Personal information
- Full name: Sabine Herbst-Klenz
- Nationality: Germany
- Born: 27 June 1974 (age 52) Leipzig, East Germany
- Height: 1.78 m (5 ft 10 in)
- Weight: 75 kg (165 lb)

Sport
- Sport: Swimming
- Strokes: Medley and butterfly
- Club: SSV Leutzsch

Medal record
World Championships (SC)
| Silver medal – second place | 1997 Gothenburg | 400 m medley |
European Championships (LC)
| Silver medal – second place | 1991 Athens | 200 m butterfly |
| Bronze medal – third place | 1999 Istanbul | 200 m medley |
European Championships (SC)
| Gold medal – first place | 1996 Rostock | 400 m medley |
| Bronze medal – third place | 1996 Rostock | 100 m medley |
| Bronze medal – third place | 1996 Rostock | 200 m medley |
Summer Universiade
| Silver medal – second place | 1999 Mallorca | 200 m medley |

= Sabine Herbst =

German swimmer

Sabine Herbst-Klenz, (née Klenz; born 27 June 1974, in Leipzig, Sachsen) is a retired female butterfly and medley swimmer from Germany.
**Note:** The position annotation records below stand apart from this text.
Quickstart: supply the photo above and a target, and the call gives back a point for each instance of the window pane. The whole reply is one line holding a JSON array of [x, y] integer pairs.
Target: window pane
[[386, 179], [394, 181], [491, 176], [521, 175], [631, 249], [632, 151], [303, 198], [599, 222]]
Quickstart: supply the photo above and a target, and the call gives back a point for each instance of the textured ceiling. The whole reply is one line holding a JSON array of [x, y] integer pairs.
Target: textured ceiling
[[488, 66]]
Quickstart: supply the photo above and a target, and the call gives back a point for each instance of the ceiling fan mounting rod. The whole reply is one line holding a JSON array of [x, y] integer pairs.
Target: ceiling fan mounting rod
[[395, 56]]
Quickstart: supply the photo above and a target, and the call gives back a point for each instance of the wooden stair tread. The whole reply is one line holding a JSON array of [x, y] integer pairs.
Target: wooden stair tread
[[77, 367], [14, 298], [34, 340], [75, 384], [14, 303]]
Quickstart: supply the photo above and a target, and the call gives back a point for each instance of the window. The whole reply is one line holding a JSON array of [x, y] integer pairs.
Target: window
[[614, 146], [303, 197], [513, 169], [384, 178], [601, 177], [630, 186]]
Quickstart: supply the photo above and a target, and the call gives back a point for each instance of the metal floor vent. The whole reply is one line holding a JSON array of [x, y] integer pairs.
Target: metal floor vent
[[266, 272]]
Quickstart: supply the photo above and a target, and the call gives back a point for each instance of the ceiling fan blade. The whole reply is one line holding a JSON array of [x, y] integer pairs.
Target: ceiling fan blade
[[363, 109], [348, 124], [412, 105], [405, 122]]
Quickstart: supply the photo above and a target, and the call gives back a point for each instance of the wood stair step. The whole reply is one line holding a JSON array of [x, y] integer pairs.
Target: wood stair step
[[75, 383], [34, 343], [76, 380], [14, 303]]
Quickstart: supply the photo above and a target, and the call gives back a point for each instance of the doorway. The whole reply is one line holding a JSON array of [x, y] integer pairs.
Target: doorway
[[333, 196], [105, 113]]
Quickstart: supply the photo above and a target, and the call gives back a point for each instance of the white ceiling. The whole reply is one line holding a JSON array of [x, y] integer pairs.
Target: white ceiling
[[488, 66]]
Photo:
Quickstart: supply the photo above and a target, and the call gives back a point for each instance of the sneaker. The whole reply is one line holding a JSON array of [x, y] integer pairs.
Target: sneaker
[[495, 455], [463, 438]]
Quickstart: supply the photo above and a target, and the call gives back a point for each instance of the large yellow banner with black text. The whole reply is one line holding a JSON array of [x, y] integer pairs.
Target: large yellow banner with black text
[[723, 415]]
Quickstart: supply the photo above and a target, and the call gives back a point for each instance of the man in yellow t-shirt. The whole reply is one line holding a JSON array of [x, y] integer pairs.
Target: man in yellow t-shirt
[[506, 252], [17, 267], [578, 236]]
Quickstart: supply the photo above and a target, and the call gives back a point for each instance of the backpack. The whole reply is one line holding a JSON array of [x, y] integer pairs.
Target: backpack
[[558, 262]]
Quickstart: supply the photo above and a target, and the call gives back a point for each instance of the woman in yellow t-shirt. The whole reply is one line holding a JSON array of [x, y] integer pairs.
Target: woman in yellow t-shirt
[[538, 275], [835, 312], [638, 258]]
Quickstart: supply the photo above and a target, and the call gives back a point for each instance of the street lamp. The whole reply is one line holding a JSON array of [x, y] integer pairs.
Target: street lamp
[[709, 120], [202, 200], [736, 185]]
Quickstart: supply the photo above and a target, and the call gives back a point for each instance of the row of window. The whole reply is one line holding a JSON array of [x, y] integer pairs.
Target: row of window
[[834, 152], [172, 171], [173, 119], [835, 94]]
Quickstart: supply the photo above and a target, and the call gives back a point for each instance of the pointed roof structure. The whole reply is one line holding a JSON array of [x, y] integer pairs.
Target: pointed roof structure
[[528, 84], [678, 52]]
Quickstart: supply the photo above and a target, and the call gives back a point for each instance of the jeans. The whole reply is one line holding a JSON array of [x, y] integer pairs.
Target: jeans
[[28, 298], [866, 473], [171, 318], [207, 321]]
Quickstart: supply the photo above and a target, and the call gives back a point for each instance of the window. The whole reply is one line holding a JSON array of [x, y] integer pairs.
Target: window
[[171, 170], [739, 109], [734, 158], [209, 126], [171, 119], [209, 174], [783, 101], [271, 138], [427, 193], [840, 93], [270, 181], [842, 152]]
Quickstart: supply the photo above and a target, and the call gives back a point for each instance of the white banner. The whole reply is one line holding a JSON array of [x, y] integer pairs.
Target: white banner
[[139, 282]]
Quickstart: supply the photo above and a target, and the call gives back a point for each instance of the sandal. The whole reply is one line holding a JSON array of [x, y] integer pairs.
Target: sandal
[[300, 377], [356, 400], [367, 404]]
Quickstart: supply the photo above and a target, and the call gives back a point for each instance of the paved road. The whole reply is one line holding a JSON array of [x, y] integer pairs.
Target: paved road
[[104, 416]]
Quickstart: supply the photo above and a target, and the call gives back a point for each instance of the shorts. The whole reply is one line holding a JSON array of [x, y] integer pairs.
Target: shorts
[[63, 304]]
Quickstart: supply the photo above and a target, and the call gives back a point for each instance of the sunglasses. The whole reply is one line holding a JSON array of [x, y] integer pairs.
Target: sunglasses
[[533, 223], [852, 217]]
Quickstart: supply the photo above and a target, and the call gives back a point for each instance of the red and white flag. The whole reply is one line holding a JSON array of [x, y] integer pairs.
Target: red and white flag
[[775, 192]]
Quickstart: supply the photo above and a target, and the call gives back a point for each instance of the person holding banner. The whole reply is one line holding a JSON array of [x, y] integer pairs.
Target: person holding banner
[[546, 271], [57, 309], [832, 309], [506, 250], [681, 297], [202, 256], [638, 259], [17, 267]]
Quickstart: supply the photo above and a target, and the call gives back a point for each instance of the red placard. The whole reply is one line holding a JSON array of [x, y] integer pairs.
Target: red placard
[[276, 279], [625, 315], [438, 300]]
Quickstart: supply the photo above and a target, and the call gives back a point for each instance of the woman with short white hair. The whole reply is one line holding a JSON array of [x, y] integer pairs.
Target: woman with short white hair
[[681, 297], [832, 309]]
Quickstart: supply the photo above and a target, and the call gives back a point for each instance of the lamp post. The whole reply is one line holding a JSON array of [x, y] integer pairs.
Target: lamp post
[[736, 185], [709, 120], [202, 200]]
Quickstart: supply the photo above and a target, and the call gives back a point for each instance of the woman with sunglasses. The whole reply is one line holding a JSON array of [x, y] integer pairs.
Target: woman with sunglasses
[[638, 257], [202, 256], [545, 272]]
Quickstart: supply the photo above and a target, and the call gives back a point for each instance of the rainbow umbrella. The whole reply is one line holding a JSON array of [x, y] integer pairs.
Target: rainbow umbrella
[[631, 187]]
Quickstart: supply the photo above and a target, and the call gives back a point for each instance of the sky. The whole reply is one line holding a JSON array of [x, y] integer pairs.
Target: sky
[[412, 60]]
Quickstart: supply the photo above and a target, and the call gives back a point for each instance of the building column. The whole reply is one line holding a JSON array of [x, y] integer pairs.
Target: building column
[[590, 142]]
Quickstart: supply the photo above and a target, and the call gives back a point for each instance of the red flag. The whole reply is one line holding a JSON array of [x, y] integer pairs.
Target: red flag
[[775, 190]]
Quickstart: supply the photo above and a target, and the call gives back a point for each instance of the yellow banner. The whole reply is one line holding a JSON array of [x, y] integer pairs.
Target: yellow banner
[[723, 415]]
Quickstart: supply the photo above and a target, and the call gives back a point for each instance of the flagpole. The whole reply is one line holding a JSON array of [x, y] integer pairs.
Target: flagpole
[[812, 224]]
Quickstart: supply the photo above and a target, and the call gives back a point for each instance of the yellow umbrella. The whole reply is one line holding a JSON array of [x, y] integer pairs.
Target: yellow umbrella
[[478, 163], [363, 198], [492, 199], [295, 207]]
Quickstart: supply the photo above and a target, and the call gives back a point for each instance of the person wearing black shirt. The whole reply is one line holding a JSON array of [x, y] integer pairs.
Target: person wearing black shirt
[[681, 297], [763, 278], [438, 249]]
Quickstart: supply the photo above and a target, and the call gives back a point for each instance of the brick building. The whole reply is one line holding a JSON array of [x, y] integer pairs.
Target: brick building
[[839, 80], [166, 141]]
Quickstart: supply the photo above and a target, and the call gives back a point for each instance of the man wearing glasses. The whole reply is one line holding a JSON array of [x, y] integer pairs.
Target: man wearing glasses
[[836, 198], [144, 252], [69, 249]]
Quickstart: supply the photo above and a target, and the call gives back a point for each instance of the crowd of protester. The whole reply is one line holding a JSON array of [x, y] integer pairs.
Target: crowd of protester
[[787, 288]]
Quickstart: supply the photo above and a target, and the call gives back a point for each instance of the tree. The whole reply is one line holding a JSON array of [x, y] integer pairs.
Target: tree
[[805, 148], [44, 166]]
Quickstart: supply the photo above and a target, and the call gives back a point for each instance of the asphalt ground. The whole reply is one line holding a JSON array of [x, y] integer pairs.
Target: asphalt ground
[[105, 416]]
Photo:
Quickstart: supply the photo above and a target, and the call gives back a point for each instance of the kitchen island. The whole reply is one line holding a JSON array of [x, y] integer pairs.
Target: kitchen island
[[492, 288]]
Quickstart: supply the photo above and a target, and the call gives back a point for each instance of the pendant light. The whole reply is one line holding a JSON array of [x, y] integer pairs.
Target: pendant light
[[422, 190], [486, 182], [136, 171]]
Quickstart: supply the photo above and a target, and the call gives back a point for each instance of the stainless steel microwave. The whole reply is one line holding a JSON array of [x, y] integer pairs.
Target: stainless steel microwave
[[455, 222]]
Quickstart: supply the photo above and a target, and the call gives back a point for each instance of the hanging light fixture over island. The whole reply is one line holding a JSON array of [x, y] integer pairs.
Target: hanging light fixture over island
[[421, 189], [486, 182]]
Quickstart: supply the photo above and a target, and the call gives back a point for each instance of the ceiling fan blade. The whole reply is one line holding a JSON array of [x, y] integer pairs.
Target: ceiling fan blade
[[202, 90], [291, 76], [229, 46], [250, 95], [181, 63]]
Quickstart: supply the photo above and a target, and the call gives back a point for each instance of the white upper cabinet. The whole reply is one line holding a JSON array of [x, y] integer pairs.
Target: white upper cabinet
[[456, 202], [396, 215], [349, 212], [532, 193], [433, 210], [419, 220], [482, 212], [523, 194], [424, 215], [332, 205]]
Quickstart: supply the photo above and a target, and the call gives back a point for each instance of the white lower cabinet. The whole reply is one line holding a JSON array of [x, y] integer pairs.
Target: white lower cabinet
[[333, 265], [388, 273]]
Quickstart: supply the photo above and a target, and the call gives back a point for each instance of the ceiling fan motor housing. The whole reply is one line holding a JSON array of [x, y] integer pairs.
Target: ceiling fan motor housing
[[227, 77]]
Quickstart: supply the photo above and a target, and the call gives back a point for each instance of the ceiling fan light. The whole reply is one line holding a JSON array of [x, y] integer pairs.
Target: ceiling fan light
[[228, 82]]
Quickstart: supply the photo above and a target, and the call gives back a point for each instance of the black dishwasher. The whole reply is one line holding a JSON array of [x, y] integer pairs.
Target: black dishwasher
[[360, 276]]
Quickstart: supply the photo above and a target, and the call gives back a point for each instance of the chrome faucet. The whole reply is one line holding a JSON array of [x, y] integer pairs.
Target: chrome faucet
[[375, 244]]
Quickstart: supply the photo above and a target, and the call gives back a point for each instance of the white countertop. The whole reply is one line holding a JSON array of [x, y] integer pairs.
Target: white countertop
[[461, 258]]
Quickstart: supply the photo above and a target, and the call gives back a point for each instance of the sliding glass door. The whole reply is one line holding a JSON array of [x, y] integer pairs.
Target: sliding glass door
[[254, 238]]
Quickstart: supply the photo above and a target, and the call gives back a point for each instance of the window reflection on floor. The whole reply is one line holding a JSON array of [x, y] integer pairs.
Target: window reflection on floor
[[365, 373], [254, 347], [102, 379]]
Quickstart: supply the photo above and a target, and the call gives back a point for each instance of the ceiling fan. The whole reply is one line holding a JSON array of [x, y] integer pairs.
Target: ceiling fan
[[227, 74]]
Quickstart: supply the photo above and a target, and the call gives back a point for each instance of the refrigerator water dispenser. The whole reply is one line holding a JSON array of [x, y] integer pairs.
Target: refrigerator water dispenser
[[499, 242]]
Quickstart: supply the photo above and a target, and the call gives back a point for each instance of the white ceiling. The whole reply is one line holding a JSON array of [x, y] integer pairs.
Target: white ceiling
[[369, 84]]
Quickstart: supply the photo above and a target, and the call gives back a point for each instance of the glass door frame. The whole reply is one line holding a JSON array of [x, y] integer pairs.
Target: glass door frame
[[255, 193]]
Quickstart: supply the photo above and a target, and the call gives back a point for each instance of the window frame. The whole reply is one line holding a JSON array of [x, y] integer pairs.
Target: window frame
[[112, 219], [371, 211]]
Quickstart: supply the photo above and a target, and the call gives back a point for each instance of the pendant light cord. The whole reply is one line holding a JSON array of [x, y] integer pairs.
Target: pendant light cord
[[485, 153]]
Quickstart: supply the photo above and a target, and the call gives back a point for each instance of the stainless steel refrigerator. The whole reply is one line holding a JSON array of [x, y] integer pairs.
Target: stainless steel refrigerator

She twice competed for her native country at the Summer Olympics: 1996 and 2000. Herbst is the daughter of Olympians Eva Wittke and Jochen Herbst, and the sister of swimmer Stefan Herbst.

Her son Ramon Klenz is also a swimmer. He broke the 32-year old German record of Michael Groß in 200m Butterfly.